Я понятия не имел. Как-то старался вообще не думать о завтрашнем дне.
— А что бы вы сделали на моем месте? — растерянно спросил я друзей.
— На твоем месте я перешла бы к действиям. Ты спрашиваешь у мсье Гилеля, можно ли тебе поработать во вторник утром… Или пишешь еще письмо… Ну, даже не знаю. Хватит уже изображать школьника, дрожащего от холода в кустах возле подъезда любимой! Смешно даже!
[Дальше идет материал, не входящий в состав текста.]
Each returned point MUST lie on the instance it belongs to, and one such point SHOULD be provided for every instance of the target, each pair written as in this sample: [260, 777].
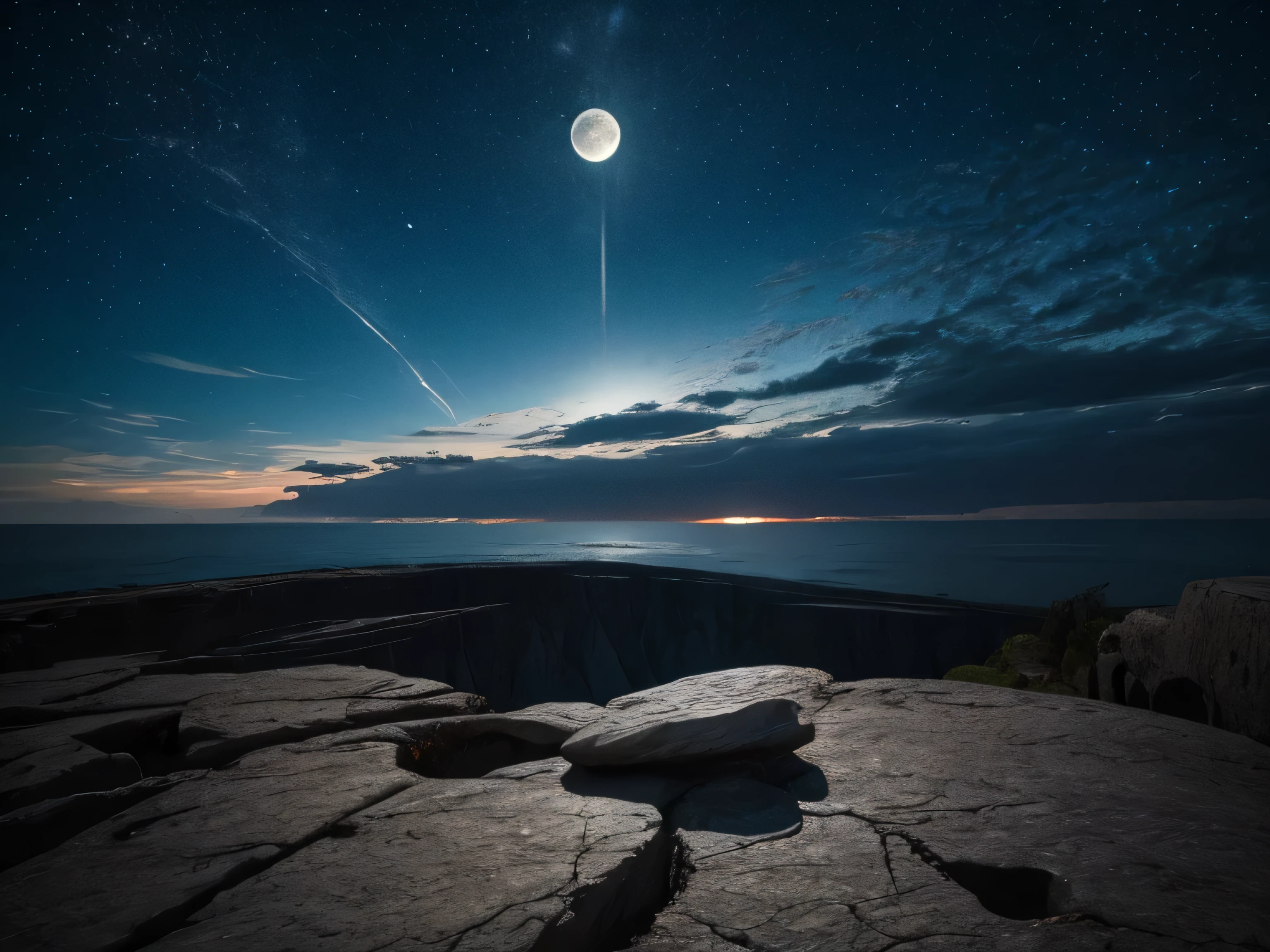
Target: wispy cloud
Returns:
[178, 365]
[131, 423]
[262, 374]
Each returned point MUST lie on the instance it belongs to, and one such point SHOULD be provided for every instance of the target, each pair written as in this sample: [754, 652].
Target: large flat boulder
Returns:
[494, 864]
[722, 714]
[955, 816]
[140, 874]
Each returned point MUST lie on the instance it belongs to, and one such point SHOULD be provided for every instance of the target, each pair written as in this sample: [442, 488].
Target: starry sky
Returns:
[860, 258]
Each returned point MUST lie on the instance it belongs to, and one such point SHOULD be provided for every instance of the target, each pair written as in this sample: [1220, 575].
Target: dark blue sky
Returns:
[1048, 221]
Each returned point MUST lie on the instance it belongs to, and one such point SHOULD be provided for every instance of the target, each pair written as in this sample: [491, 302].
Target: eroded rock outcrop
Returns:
[1207, 660]
[863, 815]
[140, 874]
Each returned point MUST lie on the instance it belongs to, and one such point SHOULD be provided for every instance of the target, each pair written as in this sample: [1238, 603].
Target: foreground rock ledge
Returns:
[928, 815]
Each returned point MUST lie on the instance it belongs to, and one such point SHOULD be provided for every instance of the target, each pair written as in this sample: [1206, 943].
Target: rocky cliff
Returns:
[517, 634]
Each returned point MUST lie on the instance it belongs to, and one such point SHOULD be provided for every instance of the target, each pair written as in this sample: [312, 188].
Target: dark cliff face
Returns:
[516, 634]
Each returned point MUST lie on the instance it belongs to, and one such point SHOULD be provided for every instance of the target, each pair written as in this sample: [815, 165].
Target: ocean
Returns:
[1025, 563]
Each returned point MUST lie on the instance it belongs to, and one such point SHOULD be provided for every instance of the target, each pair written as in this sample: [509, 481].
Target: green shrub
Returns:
[1023, 649]
[982, 674]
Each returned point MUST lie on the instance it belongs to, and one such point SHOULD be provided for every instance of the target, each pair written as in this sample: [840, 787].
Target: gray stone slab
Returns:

Я взглянул на Жоша и по его лицу понял, что на этот раз он полностью согласен с Хлоей.
Ответ Рафаэля Скали полностью подтвердил мои опасения. Нежно и тактично он попытался обезопаситься от моего подросткового обожания и как-то урезонить с помощью первых пришедших на ум аргументов.
Все последующие дни я продолжала читать, не заботясь о ежедневной норме в двадцать страниц. Этот роман не заслуживал того, чтобы его слова оставались в памяти. Нет, вполне приятная книга, как множество других, ни лучше ни хуже. Я пыталась между строчек увидеть душу автора, душу того, которого я успела открыть для себя. Она иногда проглядывала в строении фразы, в каком-то обороте или описании, и тотчас же терялась в заурядности сюжета и персонажей.
Серена слушала — и тоже без энтузиазма.
Закончив, я спросила ее:
— Разочарована, да?
Она кивнула.
— Вроде бы так часто бывает со вторым романом.
Я вдруг вспомнила о предостережении молодого продавца. И о том, что мне сказал сам автор: он уже не тот человек, что написал первый текст, он, очевидно, уже потерял себя в тот момент, когда начал писать вторую книгу. Однако мне не верилось, что человек может настолько измениться.
— Автору самому не нравится его роман. — Вот так, аккуратно, я решила начать свое признание.
Я ждала, что она удивится, но она стоически молчала, ожидая, когда я начну свой рассказ. И я выложила ей все. Уже несколько дней прошло с момента нашей переписки с Рафаэлем Скали, и я чувствовала в себе больше сил. Я тогда пересказала ей разговор с книготорговцем, содержание всех писем, пожаловалась, как ненавижу себя за то, что предположила, будто могу его заинтересовать.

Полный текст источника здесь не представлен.